Na perspectiva eco-anarquista, assumindo tanto uma crítica ao Estado quanto ao Capital e às visões antropocêntricas, lutar contra a pobreza não pressupõe necessariamente geração de riqueza e desenvolvimento econômico, principalmente por meio do desenvolvimento técnico das forças produtivas, seja este sustentável e socialmente responsável ou não. Lutar contra a pobreza, deste ponto de vista, é lutar contra uma estrutura de acúmulo e expansão. Quando se assume o ecocentrismo, assume-se que a suposta maquinaria da liberdade, aquela que liberta o homem do trabalho e o insere novamente no paraíso da abundância material, ignora questões ecológicas profundas e reproduz ideais colonialistas, na medida em que continua expropriando os seres não-humanos e os povos originários (de sua riqueza cultural inclusive). Enquanto o marxista critica o liberal por ignorar o conflito de classes, o eco-anarquista critica ambos por ignorarem o conflito entre a civilização e o selvagem, assim como o fato de que a pobreza não é uma condição humana original, nem uma criação exclusiva do capitalismo, mas uma criação da civilização que emerge de modo gritante na superfície social a partir do capitalismo industrial.

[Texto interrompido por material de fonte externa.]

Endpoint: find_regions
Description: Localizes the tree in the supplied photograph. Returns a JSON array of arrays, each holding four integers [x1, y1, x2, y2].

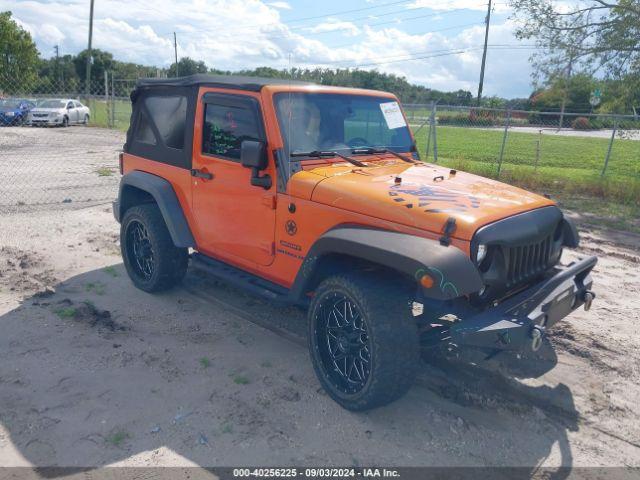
[[167, 57, 209, 77], [0, 12, 38, 93], [510, 0, 640, 109], [531, 73, 598, 112]]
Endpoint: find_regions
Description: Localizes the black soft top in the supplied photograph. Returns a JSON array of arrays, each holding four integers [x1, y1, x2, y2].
[[137, 74, 313, 92]]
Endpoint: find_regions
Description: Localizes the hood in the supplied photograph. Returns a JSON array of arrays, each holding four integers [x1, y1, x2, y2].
[[291, 160, 554, 240]]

Assim, concluímos que a eco-anarquia possibilita um questionamento dos dois lados hegemônicos desse debate até então. Por um lado, a crítica que toma a pobreza como causada unicamente pelo capitalismo imperialista; toma o crescimento econômico como real; assume uma espécie de Curva de Kuznets e afirma a automação da produção como única saída. Por outro lado, a perspectiva liberal ou capitalista, que toma a pobreza como condição natural e assume um determinismo ambiental da desigualdade, considerando apenas interesses individuais (individualismo metodológico). ambas falham ao tomar como natural aquilo que é civilizado. Seu modelo de análise permanece antropocêntrico e eurocêntrico. Por não criticar a civilização, tanto defensores como críticos do capitalismo tomam a dinâmica civilizacional da pobreza e da riqueza como condição humana, seja sua solução uma responsabilidade individual ou por meio de uma revolução social.

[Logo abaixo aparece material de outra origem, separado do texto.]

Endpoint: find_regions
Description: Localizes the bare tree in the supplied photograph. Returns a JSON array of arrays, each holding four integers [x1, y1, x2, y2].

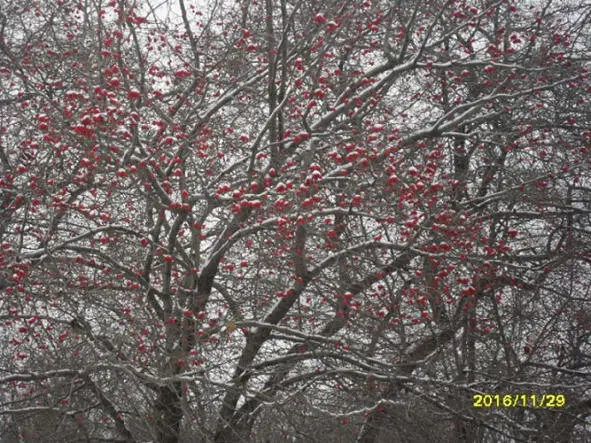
[[0, 0, 591, 443]]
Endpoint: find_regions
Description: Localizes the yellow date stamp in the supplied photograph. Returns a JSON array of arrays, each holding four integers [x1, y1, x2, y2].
[[472, 394, 566, 408]]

A eco-anarquia não concilia nem rejeita absolutamente as duas visões. As consequências políticas dessa teoria dependem de variadas interpretações. Minha interpretação particular, por exemplo, é que a eco-anarquia permanece aliada à crítica marxista do capitalismo, e de modo algum se aproxima à crítica anarco-capitalista, que se limita a questionar o “corporativismo” e o controle estatal sobre os indivíduos. Ela permanece próxima, embora haja dificuldades de comunicação, do ecossocialismo e do anarquismo histórico (a partir da Internacional de Saint-Imier), muito mais do que de filosofias individualistas, pós-modernas ou do liberalismo econômico. Ao mesmo tempo, ela se aproxima das questões feministas, socioambientais, indigenistas e decoloniais. Isto ocorre porque, enquanto a ideologia capitalista não pode ser concebida sem uma idolatria ao desenvolvimento civilizacional, a perspectiva socialista libertária pode prescindir de uma filosofia tecnocentrada e antropocêntrica, mesmo que ela atualmente se encontre, nos seus principais círculos, fixada nela como a um vício. Pelo menos eu ainda tenho essa esperança. Talvez o tempo demonstre a ingenuidade dessa posição.